Starbucks, not one to sit on the sidelines of a potential PR benefit, has announced that all its U.S. stores will switch to rBGH-free dairy products (milk, half-and-half, whipped cream and egg nog). The company hasn't noted when this changeover will occur, although a spokesman said that the percentage of hormone-free milk had gone up from 27% to 37% since the end of 2006.
Sure, ten percentage points in two weeks is a huge jump; but with 63% of the company's dairy products left to go -- and no way to know whether your local shop is hormone-free without raiding its fridge -- activists are reserving their celebrations. And no patting Starbucks management on the back for being proactive. The company has been targeted by the Food and Water Watch, among others, in a campaign to eliminate hormones for several months.

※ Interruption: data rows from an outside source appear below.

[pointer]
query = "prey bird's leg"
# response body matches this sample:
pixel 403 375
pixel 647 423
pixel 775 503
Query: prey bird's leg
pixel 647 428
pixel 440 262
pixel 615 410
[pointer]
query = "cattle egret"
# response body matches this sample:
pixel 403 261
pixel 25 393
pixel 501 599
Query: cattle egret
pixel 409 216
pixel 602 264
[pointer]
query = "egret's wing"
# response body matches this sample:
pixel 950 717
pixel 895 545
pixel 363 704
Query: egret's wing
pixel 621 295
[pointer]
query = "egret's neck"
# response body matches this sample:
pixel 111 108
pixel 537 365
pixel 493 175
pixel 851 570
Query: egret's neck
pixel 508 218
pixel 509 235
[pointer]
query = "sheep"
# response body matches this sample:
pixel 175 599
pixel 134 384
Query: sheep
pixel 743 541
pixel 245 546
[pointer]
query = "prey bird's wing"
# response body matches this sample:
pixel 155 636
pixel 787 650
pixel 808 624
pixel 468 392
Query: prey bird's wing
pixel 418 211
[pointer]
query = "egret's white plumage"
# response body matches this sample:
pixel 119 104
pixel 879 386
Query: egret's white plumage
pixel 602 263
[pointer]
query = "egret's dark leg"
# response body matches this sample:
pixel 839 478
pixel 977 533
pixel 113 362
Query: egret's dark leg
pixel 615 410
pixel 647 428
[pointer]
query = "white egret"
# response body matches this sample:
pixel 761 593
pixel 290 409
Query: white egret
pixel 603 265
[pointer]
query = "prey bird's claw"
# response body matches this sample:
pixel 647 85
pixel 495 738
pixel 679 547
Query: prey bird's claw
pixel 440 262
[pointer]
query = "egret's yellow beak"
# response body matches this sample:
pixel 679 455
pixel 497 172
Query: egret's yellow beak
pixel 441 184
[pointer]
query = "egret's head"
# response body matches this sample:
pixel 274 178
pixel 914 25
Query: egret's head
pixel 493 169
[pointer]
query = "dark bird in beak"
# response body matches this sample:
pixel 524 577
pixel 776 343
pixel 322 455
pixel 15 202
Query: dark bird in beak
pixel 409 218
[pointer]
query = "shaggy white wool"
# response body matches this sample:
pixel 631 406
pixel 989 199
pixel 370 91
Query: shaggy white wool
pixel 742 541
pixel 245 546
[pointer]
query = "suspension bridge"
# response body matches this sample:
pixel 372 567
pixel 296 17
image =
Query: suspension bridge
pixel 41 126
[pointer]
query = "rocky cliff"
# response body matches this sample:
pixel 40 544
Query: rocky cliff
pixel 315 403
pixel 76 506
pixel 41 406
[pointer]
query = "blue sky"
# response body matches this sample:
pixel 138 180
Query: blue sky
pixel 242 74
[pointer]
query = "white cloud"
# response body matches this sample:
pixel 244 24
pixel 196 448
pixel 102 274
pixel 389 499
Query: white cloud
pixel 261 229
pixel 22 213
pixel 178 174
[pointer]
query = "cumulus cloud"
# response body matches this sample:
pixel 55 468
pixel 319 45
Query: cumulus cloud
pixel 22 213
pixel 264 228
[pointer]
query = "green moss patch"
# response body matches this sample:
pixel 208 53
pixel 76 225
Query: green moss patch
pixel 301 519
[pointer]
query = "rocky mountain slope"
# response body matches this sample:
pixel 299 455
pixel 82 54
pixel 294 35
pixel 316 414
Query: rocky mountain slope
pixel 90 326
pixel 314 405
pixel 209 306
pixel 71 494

Reader Comments (Page 1 of 1)
1-16-2007 @ 4:17PM
Jonathan Berr said...
Though I shudder at the thought of joining the food police, I plan to serve my newborn son organic milk once he's allowed to drink moo juice. I think there is a difference.
1-16-2007 @ 6:16PM
Patricia Shaver said...
No doubt money will be made from the hormone free milk hype. All milk has hormones because all female mammals produce them. There is actually no way to test milk for the presence of injectable hormones. Farmers are required to sign a waver that they are not using injectables,then the hauler has to do seperate trucking, on to seperate processing etc. It will not be cheap and its all based on a lot of sensationalism and few hard facts.